Avvisaglie di un disastro

Ieri mattina, mentre la polizia perquisiva e arrestava preventivamente, in vista del G8 a L’Aquila, 21 studenti e compagni in tutta Italia, di cui 12 nella sola Torino, su alcuni giornali faceva capolino una piccola notizia, quasi insignificante: era stato svelato il «mistero della terza molotov.»  Facciamo un passo indietro. Nei giorni scorsi, due bottiglie incendiarie sono state scagliate da ignoti contro un rudere nel quartiere Barriera di Milano, perché era abitato da alcuni giovani poveri, italiani, due dei quali stavano per rimanere arrostiti dalle fiamme. Niente di strano, in un quartiere in cui ignoti bruciarono un campo rom in via Vistrorio, alla fine del 2007. E in cui onesti cittadini organizzati in ronde sprangarono presunti tossici alla fermata del tram.

La terza molotov, la stessa notte, era stata lasciata su un marciapiede del parco del Valentino, proprio sotto la stalla della polizia. Per qualche giorno c’era il dubbio che quella bottiglia fosse in qualche modo diversa dalle altre, che provenisse dall’altro lato della barricata. Niente di tutto questo. Riconosciuto dalle immagini delle telecamere, l’autore ha confessato. Non importa chi sia, ma le motivazioni che lo hanno spinto a farlo: era infastidito dal rumore di una festa, e voleva semplicemente farla smettere. Salvo poi ripensarci al passaggio di una macchina della polizia, e appoggiare inavvertitamente la bottiglia proprio sotto le telecamere della questura.

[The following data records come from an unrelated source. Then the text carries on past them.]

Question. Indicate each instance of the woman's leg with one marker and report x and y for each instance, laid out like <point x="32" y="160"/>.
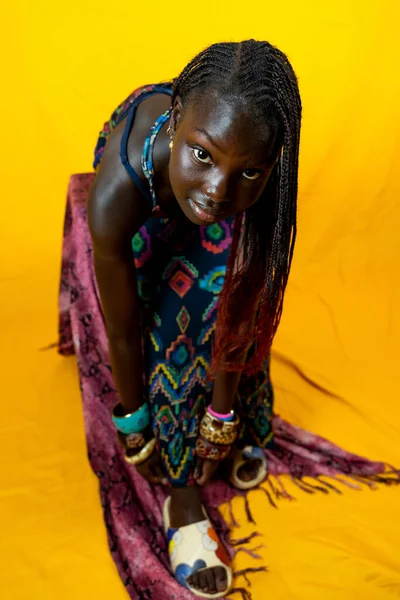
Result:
<point x="255" y="406"/>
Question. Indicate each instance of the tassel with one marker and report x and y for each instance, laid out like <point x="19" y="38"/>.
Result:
<point x="234" y="523"/>
<point x="244" y="572"/>
<point x="245" y="540"/>
<point x="345" y="482"/>
<point x="245" y="594"/>
<point x="275" y="491"/>
<point x="269" y="496"/>
<point x="284" y="492"/>
<point x="248" y="511"/>
<point x="302" y="486"/>
<point x="251" y="553"/>
<point x="329" y="485"/>
<point x="371" y="484"/>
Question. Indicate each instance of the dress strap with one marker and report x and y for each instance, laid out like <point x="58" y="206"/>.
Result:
<point x="147" y="154"/>
<point x="145" y="92"/>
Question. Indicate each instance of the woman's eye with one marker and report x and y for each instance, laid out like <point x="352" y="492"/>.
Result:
<point x="251" y="174"/>
<point x="202" y="156"/>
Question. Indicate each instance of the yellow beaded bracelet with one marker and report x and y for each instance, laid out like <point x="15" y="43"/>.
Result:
<point x="219" y="432"/>
<point x="143" y="455"/>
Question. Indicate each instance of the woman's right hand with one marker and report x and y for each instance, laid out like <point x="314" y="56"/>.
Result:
<point x="152" y="470"/>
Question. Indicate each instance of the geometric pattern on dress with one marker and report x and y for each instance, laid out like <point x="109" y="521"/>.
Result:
<point x="180" y="274"/>
<point x="141" y="246"/>
<point x="208" y="313"/>
<point x="183" y="319"/>
<point x="216" y="238"/>
<point x="213" y="280"/>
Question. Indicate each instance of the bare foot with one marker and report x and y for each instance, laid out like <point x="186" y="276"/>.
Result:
<point x="185" y="510"/>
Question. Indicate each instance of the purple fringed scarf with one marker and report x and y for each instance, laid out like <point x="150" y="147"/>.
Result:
<point x="132" y="507"/>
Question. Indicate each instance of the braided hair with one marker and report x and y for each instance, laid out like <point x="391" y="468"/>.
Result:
<point x="257" y="76"/>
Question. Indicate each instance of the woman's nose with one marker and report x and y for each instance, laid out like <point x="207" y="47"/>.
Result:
<point x="216" y="188"/>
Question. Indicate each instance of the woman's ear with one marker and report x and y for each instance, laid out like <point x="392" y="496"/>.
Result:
<point x="176" y="116"/>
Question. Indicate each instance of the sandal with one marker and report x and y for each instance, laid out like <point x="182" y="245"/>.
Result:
<point x="239" y="459"/>
<point x="194" y="548"/>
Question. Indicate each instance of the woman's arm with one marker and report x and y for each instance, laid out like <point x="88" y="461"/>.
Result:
<point x="115" y="215"/>
<point x="225" y="390"/>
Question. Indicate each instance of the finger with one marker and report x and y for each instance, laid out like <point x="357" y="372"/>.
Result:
<point x="198" y="468"/>
<point x="208" y="469"/>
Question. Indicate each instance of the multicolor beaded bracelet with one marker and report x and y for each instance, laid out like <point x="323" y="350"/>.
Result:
<point x="143" y="454"/>
<point x="135" y="422"/>
<point x="219" y="432"/>
<point x="210" y="451"/>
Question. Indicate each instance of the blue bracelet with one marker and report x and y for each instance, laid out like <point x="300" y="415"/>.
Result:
<point x="133" y="422"/>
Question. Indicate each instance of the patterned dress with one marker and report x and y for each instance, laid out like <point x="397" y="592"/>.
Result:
<point x="181" y="269"/>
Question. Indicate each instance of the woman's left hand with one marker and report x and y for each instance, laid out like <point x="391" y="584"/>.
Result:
<point x="204" y="471"/>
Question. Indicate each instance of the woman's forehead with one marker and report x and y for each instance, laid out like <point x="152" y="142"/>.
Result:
<point x="223" y="123"/>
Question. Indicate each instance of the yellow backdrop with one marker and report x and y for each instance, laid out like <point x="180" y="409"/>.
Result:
<point x="65" y="66"/>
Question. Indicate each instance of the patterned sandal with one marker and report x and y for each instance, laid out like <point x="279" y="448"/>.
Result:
<point x="194" y="548"/>
<point x="239" y="459"/>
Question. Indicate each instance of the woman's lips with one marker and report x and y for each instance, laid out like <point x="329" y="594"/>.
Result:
<point x="203" y="214"/>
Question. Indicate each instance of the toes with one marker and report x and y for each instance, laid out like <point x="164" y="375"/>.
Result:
<point x="211" y="581"/>
<point x="193" y="581"/>
<point x="203" y="582"/>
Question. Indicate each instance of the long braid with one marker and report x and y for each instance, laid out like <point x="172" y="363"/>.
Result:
<point x="258" y="76"/>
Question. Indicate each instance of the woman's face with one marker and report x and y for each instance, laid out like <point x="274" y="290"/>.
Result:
<point x="220" y="161"/>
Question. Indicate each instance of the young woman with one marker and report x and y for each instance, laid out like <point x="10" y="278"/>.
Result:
<point x="192" y="215"/>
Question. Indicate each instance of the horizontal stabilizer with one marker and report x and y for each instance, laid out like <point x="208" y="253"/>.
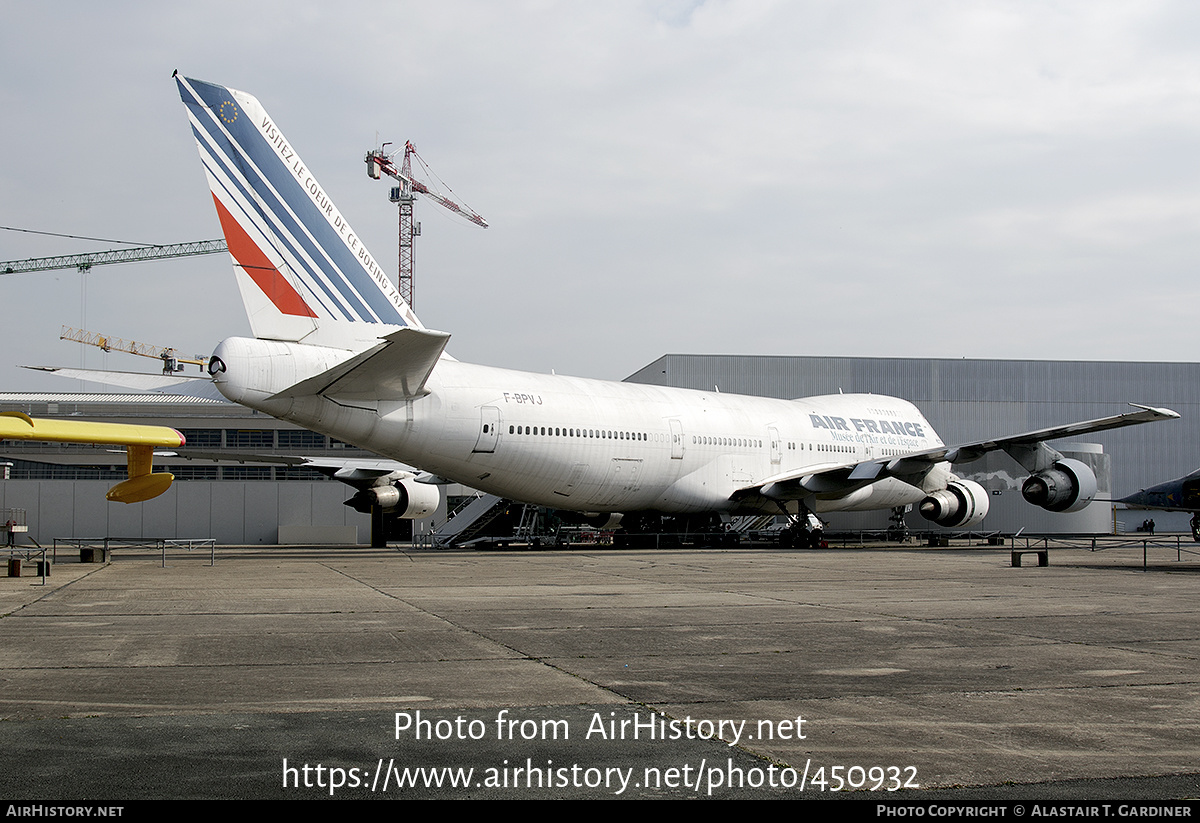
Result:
<point x="395" y="370"/>
<point x="163" y="384"/>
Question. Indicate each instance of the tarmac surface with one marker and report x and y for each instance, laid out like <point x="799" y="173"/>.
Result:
<point x="318" y="672"/>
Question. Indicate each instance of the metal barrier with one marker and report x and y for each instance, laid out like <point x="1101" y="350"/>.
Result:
<point x="87" y="546"/>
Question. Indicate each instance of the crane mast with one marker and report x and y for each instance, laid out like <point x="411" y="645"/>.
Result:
<point x="381" y="163"/>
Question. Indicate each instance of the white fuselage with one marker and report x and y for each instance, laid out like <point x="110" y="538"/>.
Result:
<point x="593" y="445"/>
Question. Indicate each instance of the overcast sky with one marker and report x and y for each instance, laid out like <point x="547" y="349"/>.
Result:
<point x="876" y="179"/>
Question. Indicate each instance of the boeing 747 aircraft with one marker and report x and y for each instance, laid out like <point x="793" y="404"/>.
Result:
<point x="337" y="350"/>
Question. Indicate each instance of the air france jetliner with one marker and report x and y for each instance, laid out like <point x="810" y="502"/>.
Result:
<point x="336" y="350"/>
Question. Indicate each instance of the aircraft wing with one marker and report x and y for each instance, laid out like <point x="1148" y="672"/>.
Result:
<point x="1027" y="449"/>
<point x="139" y="442"/>
<point x="360" y="473"/>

Gesti isolati, si dirà. Come la candeggina tirata su una donna di Capo Verde e i suoi due bambini, per sbiancargli la pelle e farli smettere di ridere troppo forte, in un condominio di Barriera di Milano, ancora lei. Come il petardone esploso nell’edificio che dovrà ospitare una moschea in via Urbino nel quartiere Valdocco. Come l’auto e il furgone saltati in aria in corso Principe Oddone, perché appartenevano a due marocchini. Come l’aggressione a un fisioterapista in una discoteca, pestato semplicemente perché nero. Gesti isolati? Può darsi. Ma solo a metterli in fila delineano un panorama terrificante. E spesso, le azioni individuali o di piccoli gruppi sono in grado di esprimere il clima generale meglio di qualsiasi statistica sull’intolleranza dilagante. Sono opera di pazzi squinternati? Troppo facile. E i pazzi, si sa, sono spesso preveggenti, o solo senza tabù residui di un tempo in cui la vita umana valeva qualcosa. Sono le avanguardie di un disastro che incombe, i fulmini di una tempesta che si staglia oramai ben al di qua dell’orizzonte, in rapido avvicinamento.

Queste molotov, oltre a indicare un progresso tecnico nell’offensiva, dimostrano anche che il razzismo è già obsoleto. Perché gli obiettivi possono benissimo essere italiani, senza casa e senza lavoro, o semplicemente fracassoni. Di fronte alla caserma di via Asti, una ricca signora di Borgo Po ha dichiarato: «Non sono razzista. Non ce l’ho coi profughi africani. Ce l’avrei anche se ci vivessero dei giovani italiani nullatenenti e nullafacenti.» Esattamente. Il prossimo governo colmerà questa lacuna del pacchetto sicurezza. E la polizia non chiederà più il permesso di soggiorno, ma direttamente e democraticamente il contratto di lavoro. Nessuno scampo per i nullatenti e nullafacenti. Prepariamoci ai campi di lavoro per i disoccupati, senza distinzione di razza, di sesso, o di religione.

Il progetto più ambizioso degli apprendisti stregoni della sicurezza non è quello di eliminare la guerra di classe, di congelarla, quanto piuttosto quello di rovesciarla, e farla scatenare. Ogni tentativo rivoluzionario dovrà necessariamente fare i conti e sporcarsi le mani e la coscienza con questa condizione di guerra civile. Piovono moltov, quindi. E ne pioveranno. Sarà un diluvio di fuoco. Da che parte cadranno? E contro chi? Dipende da quale parte soffierà più forte il vento.